Directly across from her, skirting around the end of the horizon, a humanlike shadow was roaming through the grassy void of the forest. Seemingly undisturbed by the vast maze of wooden pillars surrounding them. Afraid of being alone, Alma ran toward the only other presence she could see. Every loose shoot and twig dissolving into powder as she brushed past them. The shadow stood frozen.

Salvation, at last, had begun crossing Alma’s mind. She was afraid that if the sun had set, all would be lost for her. But the light remained burning in the sky, casting its unbearable heat through the canopy of trees and projecting her savior’s shadow among the shade that she had been chasing after. It stood out, curiously darker than all the rest, and when Alma finally got close enough, the shadow itself seemed to turn to face her.

The young sniper’s elation turned quickly to horror as the realization struck that something about the lightless figure was not quite right. The girl could find no source for the shadow, no matter how hard she looked. Before her stood a living mass of darkness standing several feet higher than her. It did not move in the way a shadow normally moves. It crept in swift, erratic motions and seemed almost to project itself against the empty horizon instead of spreading along the ground. As it moved toward her, she noticed its proportions were also slightly off in a way that was impossible to describe. Finally, when it seemed almost to engulf her completely, its face—which had been completely featureless until then—suddenly grew what appeared to be a grotesque set of eyes that formed an incomprehensible expression the girl was unable to read.
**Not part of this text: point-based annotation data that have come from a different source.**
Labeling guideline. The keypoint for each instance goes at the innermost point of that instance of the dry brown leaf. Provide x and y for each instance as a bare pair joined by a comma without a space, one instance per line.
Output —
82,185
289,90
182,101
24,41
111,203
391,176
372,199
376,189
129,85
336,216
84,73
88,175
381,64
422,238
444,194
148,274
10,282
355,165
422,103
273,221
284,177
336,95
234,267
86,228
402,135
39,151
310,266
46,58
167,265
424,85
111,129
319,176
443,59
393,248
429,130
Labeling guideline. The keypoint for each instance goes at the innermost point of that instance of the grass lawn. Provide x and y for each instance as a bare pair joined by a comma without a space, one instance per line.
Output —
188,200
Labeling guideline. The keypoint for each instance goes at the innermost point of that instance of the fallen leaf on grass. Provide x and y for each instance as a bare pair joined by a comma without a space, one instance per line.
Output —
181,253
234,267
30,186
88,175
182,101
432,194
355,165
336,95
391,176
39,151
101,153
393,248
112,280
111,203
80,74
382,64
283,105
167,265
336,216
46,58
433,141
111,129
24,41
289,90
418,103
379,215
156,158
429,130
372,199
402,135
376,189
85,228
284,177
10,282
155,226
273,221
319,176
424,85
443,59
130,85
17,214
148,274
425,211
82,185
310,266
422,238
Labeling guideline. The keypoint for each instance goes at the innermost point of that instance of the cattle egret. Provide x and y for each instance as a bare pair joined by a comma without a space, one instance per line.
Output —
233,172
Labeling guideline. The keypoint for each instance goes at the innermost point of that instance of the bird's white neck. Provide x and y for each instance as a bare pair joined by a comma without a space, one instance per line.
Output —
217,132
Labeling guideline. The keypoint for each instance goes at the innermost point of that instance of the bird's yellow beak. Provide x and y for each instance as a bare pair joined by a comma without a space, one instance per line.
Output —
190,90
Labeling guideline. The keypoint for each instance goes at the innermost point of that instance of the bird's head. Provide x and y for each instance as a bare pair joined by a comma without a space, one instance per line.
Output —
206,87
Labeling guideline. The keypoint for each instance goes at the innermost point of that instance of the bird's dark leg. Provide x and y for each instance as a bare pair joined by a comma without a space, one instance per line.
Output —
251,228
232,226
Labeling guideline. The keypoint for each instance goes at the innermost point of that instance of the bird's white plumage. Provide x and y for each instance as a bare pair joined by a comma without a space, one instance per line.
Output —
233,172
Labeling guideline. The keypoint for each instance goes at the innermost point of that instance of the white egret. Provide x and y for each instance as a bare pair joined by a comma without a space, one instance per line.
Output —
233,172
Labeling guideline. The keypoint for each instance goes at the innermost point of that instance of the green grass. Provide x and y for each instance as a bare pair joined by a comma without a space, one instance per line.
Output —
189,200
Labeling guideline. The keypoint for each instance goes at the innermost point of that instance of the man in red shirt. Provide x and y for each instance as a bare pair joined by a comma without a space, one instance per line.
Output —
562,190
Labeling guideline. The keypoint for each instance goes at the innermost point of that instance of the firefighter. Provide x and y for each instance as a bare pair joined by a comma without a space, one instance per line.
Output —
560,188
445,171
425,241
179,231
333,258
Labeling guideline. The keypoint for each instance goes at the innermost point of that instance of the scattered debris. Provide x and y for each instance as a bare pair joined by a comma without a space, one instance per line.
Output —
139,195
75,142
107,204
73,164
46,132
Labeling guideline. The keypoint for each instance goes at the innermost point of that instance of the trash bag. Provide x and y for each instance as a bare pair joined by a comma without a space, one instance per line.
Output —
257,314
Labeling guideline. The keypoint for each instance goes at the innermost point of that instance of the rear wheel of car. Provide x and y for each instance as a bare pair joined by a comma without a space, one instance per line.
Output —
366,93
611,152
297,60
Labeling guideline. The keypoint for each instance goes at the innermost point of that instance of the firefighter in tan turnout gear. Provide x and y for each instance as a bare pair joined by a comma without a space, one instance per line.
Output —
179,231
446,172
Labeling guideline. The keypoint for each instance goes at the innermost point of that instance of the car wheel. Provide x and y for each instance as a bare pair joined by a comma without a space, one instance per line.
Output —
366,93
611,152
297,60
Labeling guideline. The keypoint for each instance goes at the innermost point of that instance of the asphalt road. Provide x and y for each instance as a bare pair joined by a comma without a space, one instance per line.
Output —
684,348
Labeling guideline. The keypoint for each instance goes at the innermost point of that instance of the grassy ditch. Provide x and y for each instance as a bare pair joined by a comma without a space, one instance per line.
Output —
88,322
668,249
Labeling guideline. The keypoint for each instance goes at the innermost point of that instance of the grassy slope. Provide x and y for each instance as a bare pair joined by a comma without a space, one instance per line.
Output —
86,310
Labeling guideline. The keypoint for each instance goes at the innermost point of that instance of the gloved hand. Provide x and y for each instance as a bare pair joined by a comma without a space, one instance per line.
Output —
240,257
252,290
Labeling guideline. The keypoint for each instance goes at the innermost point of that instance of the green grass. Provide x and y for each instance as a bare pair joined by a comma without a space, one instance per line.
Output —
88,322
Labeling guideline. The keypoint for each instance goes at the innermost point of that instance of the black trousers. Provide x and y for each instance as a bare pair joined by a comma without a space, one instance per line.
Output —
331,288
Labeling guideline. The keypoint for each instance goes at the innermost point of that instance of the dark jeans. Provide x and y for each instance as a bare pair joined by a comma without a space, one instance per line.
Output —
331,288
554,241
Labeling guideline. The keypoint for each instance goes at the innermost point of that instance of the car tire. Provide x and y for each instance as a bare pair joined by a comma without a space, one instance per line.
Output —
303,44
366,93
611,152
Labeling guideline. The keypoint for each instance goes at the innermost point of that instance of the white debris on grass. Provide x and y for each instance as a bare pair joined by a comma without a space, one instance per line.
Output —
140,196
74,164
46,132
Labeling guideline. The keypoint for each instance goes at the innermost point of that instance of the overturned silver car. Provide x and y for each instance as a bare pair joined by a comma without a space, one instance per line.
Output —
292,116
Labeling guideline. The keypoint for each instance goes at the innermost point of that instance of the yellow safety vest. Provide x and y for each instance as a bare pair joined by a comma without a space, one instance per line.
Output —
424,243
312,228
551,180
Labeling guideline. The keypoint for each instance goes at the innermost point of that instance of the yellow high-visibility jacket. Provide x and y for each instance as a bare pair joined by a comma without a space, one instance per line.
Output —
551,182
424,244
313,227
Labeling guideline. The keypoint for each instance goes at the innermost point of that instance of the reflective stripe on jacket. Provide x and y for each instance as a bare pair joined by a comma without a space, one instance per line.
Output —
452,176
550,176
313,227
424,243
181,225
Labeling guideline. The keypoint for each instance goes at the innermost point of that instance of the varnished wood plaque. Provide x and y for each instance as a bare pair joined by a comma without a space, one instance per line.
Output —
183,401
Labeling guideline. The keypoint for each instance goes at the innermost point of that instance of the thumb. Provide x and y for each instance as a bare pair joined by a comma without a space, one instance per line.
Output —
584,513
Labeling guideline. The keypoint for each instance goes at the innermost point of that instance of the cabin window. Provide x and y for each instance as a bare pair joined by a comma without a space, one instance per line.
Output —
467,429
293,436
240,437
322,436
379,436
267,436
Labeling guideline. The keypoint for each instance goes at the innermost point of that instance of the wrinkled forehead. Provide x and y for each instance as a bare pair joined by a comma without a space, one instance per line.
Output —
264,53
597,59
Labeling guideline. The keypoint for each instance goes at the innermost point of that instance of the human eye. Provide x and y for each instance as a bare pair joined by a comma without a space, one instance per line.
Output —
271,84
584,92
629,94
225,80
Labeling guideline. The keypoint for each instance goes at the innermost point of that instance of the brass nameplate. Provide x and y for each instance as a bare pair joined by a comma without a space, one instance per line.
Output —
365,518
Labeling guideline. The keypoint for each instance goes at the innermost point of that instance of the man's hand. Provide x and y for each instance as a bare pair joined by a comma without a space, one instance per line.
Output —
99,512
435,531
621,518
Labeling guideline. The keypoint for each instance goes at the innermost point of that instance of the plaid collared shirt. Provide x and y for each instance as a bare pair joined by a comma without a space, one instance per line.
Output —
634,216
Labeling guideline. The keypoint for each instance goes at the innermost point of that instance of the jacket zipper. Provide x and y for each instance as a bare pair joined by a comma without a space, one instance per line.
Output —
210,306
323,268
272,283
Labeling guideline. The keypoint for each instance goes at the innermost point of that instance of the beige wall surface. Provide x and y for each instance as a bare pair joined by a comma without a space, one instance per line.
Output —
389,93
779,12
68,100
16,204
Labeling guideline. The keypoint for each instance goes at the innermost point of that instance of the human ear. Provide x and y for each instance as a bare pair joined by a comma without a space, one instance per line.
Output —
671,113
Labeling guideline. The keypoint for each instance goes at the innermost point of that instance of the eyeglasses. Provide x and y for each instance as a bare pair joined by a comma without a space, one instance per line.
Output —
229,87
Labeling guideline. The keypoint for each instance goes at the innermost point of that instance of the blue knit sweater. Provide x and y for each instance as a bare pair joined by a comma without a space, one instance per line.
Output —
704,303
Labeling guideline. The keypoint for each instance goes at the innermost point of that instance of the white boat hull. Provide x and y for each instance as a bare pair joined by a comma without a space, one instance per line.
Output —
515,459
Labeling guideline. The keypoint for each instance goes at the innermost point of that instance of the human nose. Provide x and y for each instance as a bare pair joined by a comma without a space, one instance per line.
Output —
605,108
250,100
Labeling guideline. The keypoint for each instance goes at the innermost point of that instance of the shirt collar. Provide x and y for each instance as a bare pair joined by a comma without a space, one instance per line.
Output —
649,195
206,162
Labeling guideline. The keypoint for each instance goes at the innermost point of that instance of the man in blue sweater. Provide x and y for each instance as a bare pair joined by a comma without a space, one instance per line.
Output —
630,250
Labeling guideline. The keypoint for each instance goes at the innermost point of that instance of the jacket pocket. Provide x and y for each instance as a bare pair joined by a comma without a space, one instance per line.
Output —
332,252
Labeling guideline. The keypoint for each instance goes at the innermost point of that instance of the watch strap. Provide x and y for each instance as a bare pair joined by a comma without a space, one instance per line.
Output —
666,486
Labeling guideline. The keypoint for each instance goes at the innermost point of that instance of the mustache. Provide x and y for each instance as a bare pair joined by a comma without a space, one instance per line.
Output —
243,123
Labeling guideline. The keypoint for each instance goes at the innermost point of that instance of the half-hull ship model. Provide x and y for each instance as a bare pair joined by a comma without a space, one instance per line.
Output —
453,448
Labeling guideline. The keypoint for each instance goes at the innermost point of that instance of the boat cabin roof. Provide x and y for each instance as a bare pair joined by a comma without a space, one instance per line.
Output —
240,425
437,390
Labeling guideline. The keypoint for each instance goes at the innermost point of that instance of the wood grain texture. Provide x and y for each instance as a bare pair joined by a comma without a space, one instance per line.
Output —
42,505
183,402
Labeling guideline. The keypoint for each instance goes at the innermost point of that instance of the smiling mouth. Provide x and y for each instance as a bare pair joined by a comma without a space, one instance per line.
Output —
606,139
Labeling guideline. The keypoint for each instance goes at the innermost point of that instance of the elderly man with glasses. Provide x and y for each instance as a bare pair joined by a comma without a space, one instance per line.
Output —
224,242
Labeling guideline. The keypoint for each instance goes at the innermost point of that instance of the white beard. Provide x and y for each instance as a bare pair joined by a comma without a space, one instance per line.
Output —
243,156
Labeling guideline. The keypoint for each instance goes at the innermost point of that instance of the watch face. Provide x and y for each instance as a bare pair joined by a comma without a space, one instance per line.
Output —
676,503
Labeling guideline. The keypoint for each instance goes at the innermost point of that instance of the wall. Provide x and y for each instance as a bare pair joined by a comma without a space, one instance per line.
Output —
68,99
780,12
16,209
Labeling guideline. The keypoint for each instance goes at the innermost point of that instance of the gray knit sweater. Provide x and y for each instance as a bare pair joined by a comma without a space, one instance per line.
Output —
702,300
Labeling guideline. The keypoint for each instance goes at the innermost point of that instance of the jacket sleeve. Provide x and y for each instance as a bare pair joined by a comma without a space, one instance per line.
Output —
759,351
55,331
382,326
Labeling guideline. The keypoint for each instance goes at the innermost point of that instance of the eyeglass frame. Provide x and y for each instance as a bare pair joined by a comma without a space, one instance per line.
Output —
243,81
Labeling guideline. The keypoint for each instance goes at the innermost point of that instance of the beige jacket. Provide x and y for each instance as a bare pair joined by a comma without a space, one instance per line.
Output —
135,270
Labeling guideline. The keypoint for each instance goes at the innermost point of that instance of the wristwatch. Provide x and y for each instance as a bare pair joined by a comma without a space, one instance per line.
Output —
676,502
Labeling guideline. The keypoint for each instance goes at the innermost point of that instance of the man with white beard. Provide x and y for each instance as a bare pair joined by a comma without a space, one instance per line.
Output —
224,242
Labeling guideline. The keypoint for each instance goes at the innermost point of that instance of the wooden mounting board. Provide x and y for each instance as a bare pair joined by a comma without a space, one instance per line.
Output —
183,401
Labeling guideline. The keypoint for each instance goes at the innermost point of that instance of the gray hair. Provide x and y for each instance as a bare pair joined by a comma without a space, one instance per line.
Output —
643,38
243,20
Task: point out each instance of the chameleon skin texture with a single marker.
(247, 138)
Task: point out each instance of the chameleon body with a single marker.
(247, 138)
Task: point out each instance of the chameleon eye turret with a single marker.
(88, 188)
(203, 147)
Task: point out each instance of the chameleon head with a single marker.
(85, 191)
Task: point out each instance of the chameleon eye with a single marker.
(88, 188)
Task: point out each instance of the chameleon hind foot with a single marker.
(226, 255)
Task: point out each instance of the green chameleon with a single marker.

Alma stifled a scream and remained paralyzed until the swaying of trees knocked her to her senses. And although the girl could not recall the feel of any wind, the dancing branches had caused the surrounding leaves to scatter and dissolve swiftly in mid-air in a beautiful display, leading to a strong smell of burning that engulfed the area around her. Backing away, the ex-soldier reached for her pistol and drew it against the living shade. And as she fired what she had, the entity remained unfazed to the feeling of searing bullets passing through it that cratered in the soft pillows of ash and clouds that they kicked up as they bored deep into the surrounding trees.